Public Perception vs. Reality
As I explain in my book The Last In Vitro, public perceptions of assisted reproduction have been shaped by an incomplete and, in many cases, misleading narrative regarding both efficacy and safety. Fertility clinics commonly report their success rates in terms of positive pregnancy tests rather than live births, despite the fact that couples are seeking a child, not merely a favorable test result. This distinction is far from trivial. When official registries are analyzed using live births as the relevant outcome, success rates decline dramatically with age. Among women over 40, the probability of having a child using their own eggs falls to around 5% or 6%; by age 45, it barely reaches 2 percent. Yet public discourse routinely conveys the impression that reproductive technology can effectively overcome the biological limits of age.
Public discourse routinely conveys the impression that reproductive technology can effectively overcome the biological limits of age.
Psychologists are well aware of the considerable emotional exhaustion experienced by many couples after years of failed treatments4—an exhaustion that remains largely invisible in public discussions, where success stories and optimistic portrayals of reproductive technology tend to dominate. Yet this psychological burden is not limited to failed cases; troublingly, it is often present in successful ones as well. The low live-birth rates, combined with relatively high pregnancy rates, mean that many positive pregnancies end in gestational loss. When a child is ultimately born alive, the mother will commonly have suffered several miscarriages whose grief she never fully processed. After each loss, the focus shifts to moving forward and sustaining hope for the next attempt. As a result, perinatal psychologists and psychiatrists are increasingly recognizing that some women who become mothers after prolonged infertility and ART enter the postpartum period carrying unresolved reproductive trauma. This may manifest as persistent anxiety, hypervigilance, difficulties enjoying motherhood, and, in some cases, challenges in establishing a relaxed and confident early mother–infant relationship, highlighting the need for specialized psychological support.

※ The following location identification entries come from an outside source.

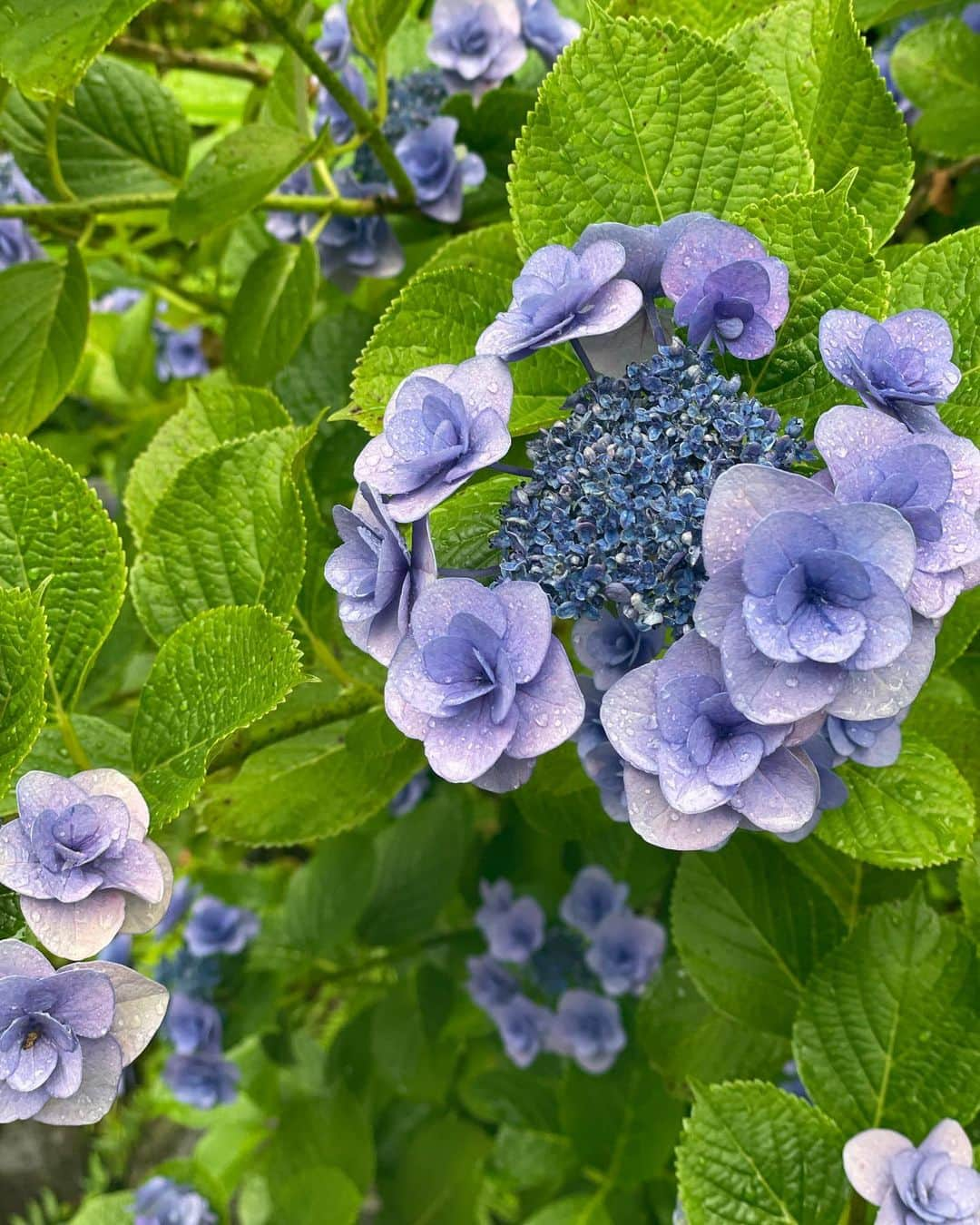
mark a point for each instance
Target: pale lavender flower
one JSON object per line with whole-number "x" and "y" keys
{"x": 930, "y": 1185}
{"x": 163, "y": 1202}
{"x": 725, "y": 288}
{"x": 479, "y": 678}
{"x": 544, "y": 28}
{"x": 443, "y": 424}
{"x": 588, "y": 1028}
{"x": 933, "y": 480}
{"x": 216, "y": 927}
{"x": 593, "y": 897}
{"x": 66, "y": 1035}
{"x": 902, "y": 365}
{"x": 561, "y": 296}
{"x": 476, "y": 43}
{"x": 193, "y": 1026}
{"x": 625, "y": 952}
{"x": 79, "y": 857}
{"x": 375, "y": 576}
{"x": 696, "y": 766}
{"x": 524, "y": 1026}
{"x": 437, "y": 174}
{"x": 202, "y": 1081}
{"x": 352, "y": 248}
{"x": 806, "y": 599}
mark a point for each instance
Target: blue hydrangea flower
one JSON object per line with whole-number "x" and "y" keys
{"x": 544, "y": 28}
{"x": 930, "y": 1185}
{"x": 563, "y": 297}
{"x": 625, "y": 952}
{"x": 933, "y": 480}
{"x": 476, "y": 43}
{"x": 79, "y": 857}
{"x": 902, "y": 365}
{"x": 612, "y": 646}
{"x": 727, "y": 290}
{"x": 335, "y": 43}
{"x": 329, "y": 112}
{"x": 437, "y": 174}
{"x": 443, "y": 424}
{"x": 482, "y": 681}
{"x": 164, "y": 1202}
{"x": 588, "y": 1028}
{"x": 524, "y": 1026}
{"x": 806, "y": 601}
{"x": 412, "y": 794}
{"x": 696, "y": 766}
{"x": 202, "y": 1081}
{"x": 179, "y": 353}
{"x": 66, "y": 1035}
{"x": 615, "y": 506}
{"x": 375, "y": 576}
{"x": 193, "y": 1026}
{"x": 516, "y": 933}
{"x": 599, "y": 760}
{"x": 352, "y": 248}
{"x": 593, "y": 897}
{"x": 216, "y": 927}
{"x": 490, "y": 985}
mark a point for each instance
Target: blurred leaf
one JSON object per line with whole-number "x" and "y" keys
{"x": 216, "y": 674}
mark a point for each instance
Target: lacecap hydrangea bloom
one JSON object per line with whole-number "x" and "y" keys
{"x": 79, "y": 857}
{"x": 934, "y": 1183}
{"x": 66, "y": 1035}
{"x": 163, "y": 1202}
{"x": 480, "y": 680}
{"x": 902, "y": 365}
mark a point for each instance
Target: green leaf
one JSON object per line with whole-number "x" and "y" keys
{"x": 328, "y": 895}
{"x": 640, "y": 122}
{"x": 944, "y": 277}
{"x": 438, "y": 1173}
{"x": 437, "y": 318}
{"x": 936, "y": 66}
{"x": 418, "y": 863}
{"x": 55, "y": 536}
{"x": 836, "y": 93}
{"x": 916, "y": 814}
{"x": 104, "y": 742}
{"x": 45, "y": 45}
{"x": 462, "y": 525}
{"x": 24, "y": 672}
{"x": 216, "y": 674}
{"x": 271, "y": 311}
{"x": 124, "y": 132}
{"x": 43, "y": 325}
{"x": 688, "y": 1040}
{"x": 315, "y": 784}
{"x": 753, "y": 1155}
{"x": 212, "y": 416}
{"x": 234, "y": 177}
{"x": 230, "y": 529}
{"x": 827, "y": 248}
{"x": 887, "y": 1032}
{"x": 750, "y": 928}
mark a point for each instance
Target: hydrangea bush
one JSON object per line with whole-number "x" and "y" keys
{"x": 489, "y": 610}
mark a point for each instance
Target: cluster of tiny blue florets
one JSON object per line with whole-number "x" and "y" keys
{"x": 615, "y": 506}
{"x": 414, "y": 101}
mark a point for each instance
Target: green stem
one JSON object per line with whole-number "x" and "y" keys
{"x": 51, "y": 151}
{"x": 324, "y": 655}
{"x": 363, "y": 119}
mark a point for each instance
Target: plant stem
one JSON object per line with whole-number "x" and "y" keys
{"x": 363, "y": 119}
{"x": 173, "y": 58}
{"x": 322, "y": 653}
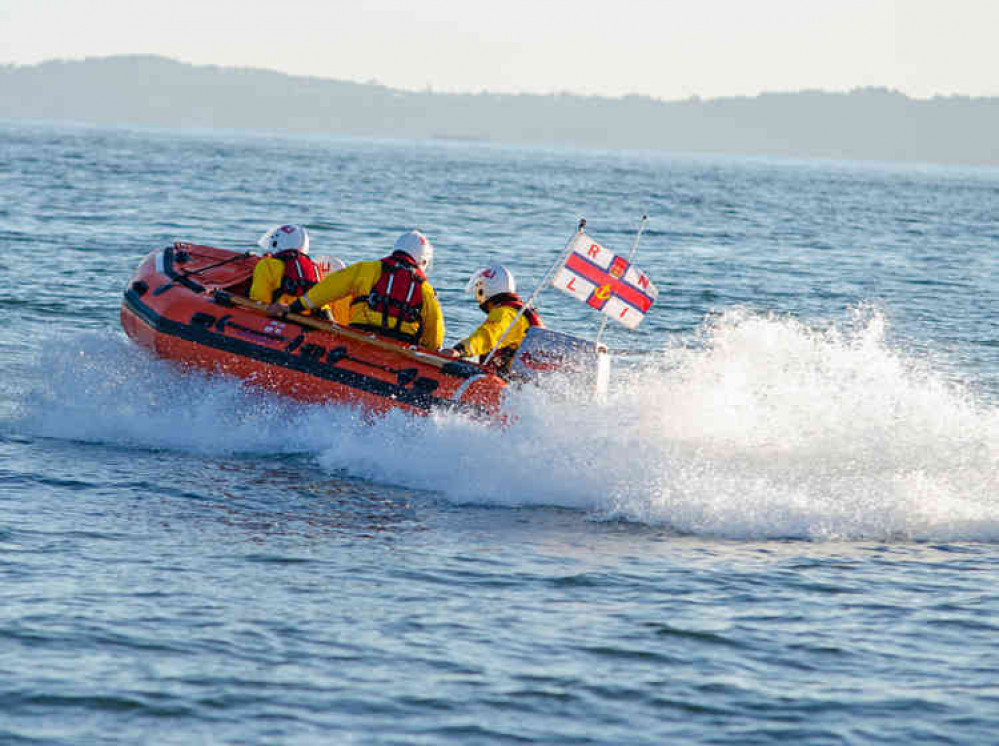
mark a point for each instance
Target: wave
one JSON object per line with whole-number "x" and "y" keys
{"x": 759, "y": 427}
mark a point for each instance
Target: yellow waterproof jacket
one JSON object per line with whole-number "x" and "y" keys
{"x": 267, "y": 276}
{"x": 482, "y": 339}
{"x": 356, "y": 281}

Health Problems in the ART Population
Yet perhaps the most alarming concern involves the serious health problems observed in the ART population. The wide range of conditions identified falls into three major categories: congenital disorders detectable before birth, complications related to prematurity identified at birth, and diseases that emerge later in childhood.5
Among congenital conditions detectable before birth, elevated risks have been reported across multiple organ systems, including the cardiovascular, respiratory, neurological, digestive, and genitourinary systems. The scientific literature has also documented higher rates of syndromes associated with epigenetic alterations, such as Beckwith-Wiedemann syndrome, Russell-Silver syndrome, Angelman syndrome, and Prader-Willi syndrome. These conditions are especially...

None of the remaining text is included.